North America has a premiere event happens during the Stanley Cup final. Several years ago Budweiser turned “Bubble Boy” hockey players into a television advertising phenomenon and have taken it to bars nationwide in an elimination tournament to find the best doubles team in the Bubble Boy Hockey League. The finalists got together at the Stanley Cup final and had their own championship finale. The winner was handed the championship trophy by BBHL commissioner Wayne Gretzky, who then teamed with a fellow spokesman (ESPN commentator Barry Melrose) to unsuccessfully challenge the winners to a game.
There was a time when I dreamed of being the world’s best table hockey player. Little did I know that there actually was such a thing as a world’s best table hockey player, never mind how popular the game is world wide.
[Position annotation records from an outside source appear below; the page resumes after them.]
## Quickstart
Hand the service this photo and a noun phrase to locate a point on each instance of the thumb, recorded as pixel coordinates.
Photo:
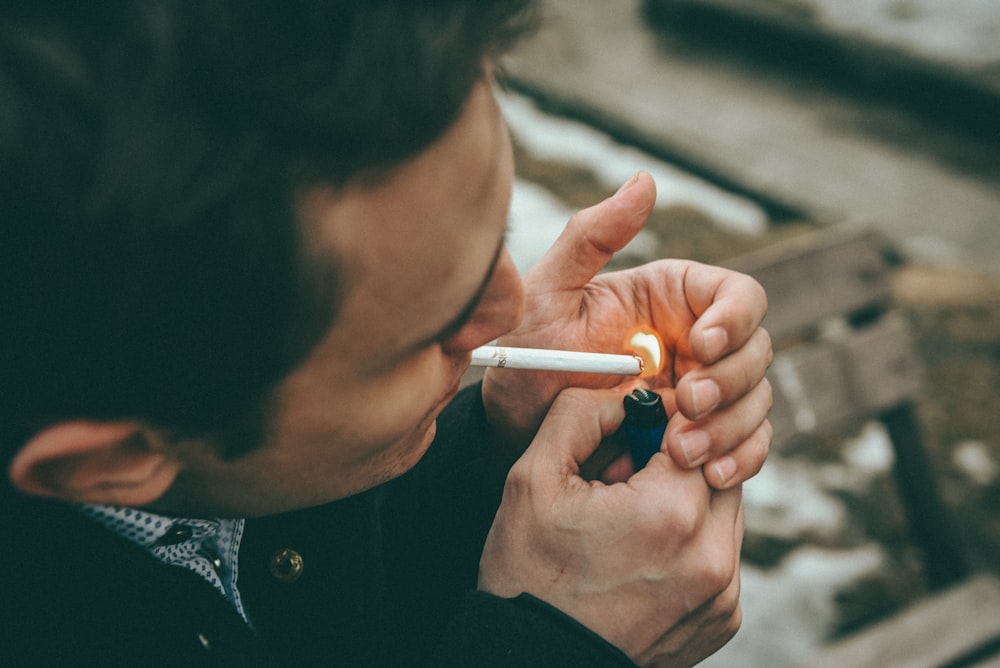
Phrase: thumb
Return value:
(593, 235)
(573, 429)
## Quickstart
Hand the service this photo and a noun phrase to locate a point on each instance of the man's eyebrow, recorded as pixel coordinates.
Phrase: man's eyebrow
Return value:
(465, 314)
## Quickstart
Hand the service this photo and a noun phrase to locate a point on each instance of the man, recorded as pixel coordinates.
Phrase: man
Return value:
(247, 252)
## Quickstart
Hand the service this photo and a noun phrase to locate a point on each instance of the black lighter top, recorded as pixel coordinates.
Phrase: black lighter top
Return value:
(645, 422)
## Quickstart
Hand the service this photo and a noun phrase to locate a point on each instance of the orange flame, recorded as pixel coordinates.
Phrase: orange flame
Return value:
(647, 345)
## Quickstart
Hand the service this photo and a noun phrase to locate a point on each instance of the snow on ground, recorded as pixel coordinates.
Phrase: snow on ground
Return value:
(789, 610)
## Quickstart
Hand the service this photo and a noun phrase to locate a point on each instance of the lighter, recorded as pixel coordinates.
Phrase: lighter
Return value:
(645, 422)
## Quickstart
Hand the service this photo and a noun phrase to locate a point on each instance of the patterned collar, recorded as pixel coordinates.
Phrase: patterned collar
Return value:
(209, 547)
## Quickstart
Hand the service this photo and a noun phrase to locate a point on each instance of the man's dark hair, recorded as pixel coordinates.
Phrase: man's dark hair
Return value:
(151, 265)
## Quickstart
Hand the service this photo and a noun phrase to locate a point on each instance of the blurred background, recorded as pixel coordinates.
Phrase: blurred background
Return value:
(764, 121)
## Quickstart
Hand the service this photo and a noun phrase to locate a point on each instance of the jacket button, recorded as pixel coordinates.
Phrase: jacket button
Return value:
(286, 565)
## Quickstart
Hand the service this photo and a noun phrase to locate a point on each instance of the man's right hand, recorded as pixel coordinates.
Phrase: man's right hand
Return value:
(651, 565)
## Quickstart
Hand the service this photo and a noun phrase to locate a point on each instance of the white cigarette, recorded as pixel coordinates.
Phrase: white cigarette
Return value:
(556, 360)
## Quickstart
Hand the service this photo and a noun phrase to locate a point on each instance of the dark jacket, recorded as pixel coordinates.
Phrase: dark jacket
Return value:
(387, 578)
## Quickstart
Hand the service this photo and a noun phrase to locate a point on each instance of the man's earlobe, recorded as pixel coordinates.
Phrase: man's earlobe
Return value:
(120, 463)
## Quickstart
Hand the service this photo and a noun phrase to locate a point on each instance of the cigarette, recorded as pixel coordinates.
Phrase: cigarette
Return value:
(556, 360)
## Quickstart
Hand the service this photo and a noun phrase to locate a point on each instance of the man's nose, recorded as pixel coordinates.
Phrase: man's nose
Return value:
(499, 311)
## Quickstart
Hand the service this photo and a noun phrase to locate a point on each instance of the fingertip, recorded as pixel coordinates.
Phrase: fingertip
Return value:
(721, 473)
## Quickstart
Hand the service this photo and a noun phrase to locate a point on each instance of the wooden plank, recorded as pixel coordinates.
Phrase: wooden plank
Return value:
(828, 384)
(959, 626)
(816, 276)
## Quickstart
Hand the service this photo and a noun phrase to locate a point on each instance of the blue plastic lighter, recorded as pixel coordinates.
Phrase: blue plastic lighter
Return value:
(645, 422)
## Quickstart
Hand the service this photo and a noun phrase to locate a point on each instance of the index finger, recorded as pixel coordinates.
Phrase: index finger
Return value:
(729, 306)
(593, 235)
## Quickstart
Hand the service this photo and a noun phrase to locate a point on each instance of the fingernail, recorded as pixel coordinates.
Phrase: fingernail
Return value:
(694, 445)
(705, 395)
(635, 177)
(725, 467)
(714, 340)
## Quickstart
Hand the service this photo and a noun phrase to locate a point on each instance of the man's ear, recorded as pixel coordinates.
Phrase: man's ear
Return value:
(120, 463)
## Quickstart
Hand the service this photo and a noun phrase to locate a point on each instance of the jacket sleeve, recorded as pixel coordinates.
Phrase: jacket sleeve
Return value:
(488, 631)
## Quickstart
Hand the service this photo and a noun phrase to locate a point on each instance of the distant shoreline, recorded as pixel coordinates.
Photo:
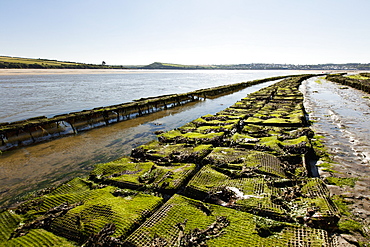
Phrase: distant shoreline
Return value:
(5, 72)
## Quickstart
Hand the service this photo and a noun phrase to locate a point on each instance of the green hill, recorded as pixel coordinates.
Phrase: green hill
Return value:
(30, 63)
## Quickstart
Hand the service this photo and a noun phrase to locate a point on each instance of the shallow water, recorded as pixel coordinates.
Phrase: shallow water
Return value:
(342, 115)
(50, 163)
(24, 96)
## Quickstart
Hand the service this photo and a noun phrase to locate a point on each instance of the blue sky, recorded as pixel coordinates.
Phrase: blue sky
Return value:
(138, 32)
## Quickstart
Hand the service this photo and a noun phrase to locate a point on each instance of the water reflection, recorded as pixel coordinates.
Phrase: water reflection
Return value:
(343, 116)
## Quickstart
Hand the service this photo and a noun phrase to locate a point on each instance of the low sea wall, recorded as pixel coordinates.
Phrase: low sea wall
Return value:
(240, 177)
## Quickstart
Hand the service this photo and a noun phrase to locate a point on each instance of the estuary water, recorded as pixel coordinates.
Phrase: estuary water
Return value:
(25, 95)
(50, 163)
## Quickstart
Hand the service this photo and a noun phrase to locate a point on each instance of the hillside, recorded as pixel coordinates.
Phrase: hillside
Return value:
(30, 63)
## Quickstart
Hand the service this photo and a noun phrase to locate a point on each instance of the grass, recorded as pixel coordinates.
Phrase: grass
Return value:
(341, 181)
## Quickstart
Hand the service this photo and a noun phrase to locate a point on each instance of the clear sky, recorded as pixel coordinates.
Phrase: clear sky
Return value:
(139, 32)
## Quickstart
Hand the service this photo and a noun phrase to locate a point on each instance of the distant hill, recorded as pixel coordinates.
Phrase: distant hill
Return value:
(31, 63)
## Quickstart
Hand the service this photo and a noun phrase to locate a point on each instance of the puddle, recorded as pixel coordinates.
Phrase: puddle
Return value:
(343, 115)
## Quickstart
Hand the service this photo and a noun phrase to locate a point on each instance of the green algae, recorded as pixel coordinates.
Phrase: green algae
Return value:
(244, 229)
(178, 153)
(351, 182)
(143, 175)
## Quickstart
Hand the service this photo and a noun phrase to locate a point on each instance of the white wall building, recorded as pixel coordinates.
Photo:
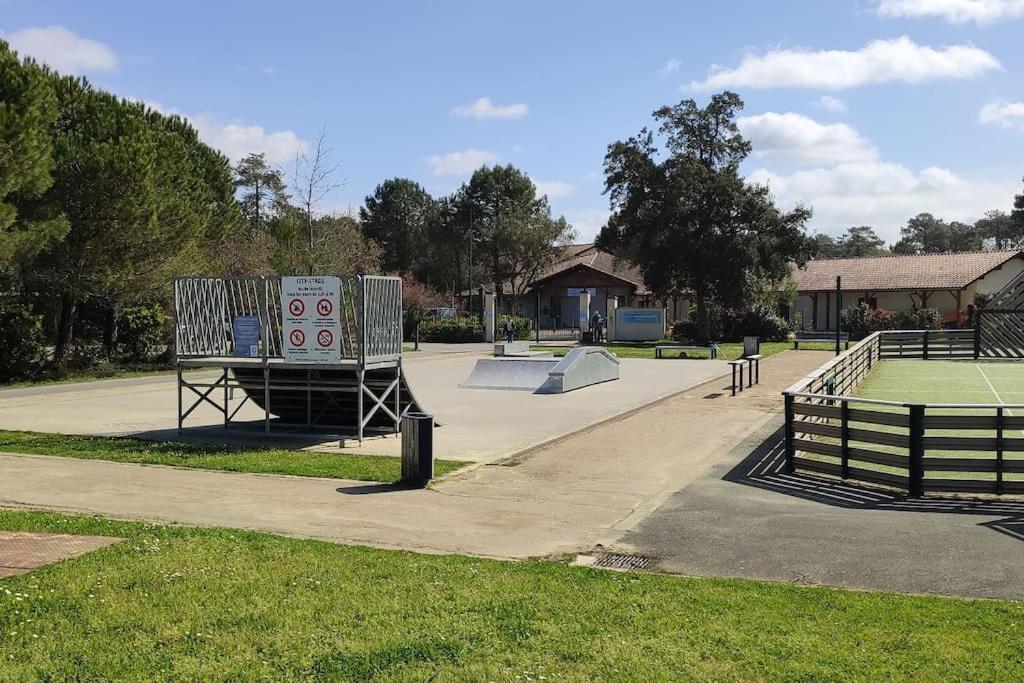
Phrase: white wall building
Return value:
(948, 283)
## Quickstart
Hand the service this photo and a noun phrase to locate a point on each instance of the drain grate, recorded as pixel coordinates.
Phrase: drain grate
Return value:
(624, 561)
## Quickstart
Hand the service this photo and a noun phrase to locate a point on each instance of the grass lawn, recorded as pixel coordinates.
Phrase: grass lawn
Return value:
(178, 603)
(213, 456)
(728, 350)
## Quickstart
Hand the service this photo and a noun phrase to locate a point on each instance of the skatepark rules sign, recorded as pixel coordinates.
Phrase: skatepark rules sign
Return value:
(311, 318)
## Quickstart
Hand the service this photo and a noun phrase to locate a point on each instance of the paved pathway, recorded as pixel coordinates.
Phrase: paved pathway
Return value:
(566, 497)
(745, 517)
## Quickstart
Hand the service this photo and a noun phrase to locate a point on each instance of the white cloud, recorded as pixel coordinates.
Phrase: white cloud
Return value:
(237, 139)
(954, 11)
(829, 103)
(461, 162)
(62, 50)
(799, 138)
(484, 109)
(588, 223)
(553, 188)
(671, 67)
(1006, 115)
(879, 61)
(884, 195)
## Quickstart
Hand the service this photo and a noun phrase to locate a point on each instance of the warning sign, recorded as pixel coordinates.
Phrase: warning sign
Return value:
(309, 311)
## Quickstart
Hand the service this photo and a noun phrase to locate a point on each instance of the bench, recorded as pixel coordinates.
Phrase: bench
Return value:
(752, 359)
(662, 348)
(844, 338)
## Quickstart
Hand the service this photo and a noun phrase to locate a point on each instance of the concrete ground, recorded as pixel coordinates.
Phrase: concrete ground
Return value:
(566, 497)
(478, 424)
(744, 517)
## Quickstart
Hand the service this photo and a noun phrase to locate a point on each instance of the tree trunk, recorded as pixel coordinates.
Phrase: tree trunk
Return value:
(110, 332)
(704, 319)
(66, 328)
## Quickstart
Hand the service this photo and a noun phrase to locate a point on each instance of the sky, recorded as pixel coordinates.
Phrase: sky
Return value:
(869, 111)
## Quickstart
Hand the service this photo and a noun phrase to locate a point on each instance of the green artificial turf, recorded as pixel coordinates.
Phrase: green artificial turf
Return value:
(213, 456)
(177, 603)
(727, 350)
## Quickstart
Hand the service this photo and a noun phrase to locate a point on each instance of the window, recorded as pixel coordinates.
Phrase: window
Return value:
(872, 302)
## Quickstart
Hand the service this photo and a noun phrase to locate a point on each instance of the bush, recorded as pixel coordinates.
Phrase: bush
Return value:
(734, 324)
(23, 344)
(140, 331)
(523, 326)
(918, 318)
(452, 330)
(861, 321)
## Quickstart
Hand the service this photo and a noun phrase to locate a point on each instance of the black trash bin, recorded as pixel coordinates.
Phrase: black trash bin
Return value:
(417, 449)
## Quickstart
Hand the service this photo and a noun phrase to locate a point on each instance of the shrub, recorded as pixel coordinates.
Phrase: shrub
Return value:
(140, 331)
(761, 322)
(734, 324)
(452, 330)
(861, 321)
(523, 326)
(918, 318)
(23, 344)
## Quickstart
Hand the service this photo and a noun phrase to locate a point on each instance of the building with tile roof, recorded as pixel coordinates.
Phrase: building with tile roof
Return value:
(948, 283)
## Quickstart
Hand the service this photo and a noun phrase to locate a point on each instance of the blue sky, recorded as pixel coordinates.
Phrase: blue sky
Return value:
(869, 112)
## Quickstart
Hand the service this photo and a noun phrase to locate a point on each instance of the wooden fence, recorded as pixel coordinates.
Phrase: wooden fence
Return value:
(919, 447)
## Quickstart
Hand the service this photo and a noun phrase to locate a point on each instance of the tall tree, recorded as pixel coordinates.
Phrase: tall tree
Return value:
(998, 230)
(397, 216)
(28, 110)
(927, 235)
(262, 190)
(687, 218)
(512, 231)
(1017, 216)
(139, 193)
(861, 241)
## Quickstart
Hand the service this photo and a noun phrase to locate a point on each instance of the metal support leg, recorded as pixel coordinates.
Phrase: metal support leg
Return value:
(361, 375)
(397, 398)
(266, 399)
(223, 378)
(180, 419)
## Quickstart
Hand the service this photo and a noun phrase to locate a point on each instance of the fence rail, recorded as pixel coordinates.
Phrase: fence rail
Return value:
(206, 307)
(907, 445)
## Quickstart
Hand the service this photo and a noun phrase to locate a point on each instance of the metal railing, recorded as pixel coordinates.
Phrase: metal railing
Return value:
(206, 307)
(916, 446)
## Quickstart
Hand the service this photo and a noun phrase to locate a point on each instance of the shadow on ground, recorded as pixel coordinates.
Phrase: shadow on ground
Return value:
(764, 468)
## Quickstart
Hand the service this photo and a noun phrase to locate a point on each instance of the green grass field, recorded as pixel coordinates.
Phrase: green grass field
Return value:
(180, 603)
(728, 350)
(945, 382)
(937, 382)
(213, 456)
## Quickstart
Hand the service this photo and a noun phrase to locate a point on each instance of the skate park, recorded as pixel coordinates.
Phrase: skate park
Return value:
(223, 395)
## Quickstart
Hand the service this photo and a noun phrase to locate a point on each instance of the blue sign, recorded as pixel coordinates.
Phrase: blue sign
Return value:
(640, 316)
(246, 334)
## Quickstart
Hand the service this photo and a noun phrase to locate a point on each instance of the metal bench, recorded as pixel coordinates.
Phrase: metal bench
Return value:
(844, 338)
(711, 348)
(752, 359)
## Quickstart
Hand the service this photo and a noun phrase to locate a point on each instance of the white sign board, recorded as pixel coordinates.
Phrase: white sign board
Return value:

I always figured that the game was something hockey fans played when they were kids, and adults played between beers at sports bars and college fraternities.
If I had only stuck with it, perhaps I could have been a world champion, or at least the Bubble Boy champion. Maybe I should go out and get a new table, and begin practicing, for the dream can be rekindled and still be achieved.
Only this time I will have to find a better left winger than Dave Hunter if I want to beat the powerhouse Israeli team.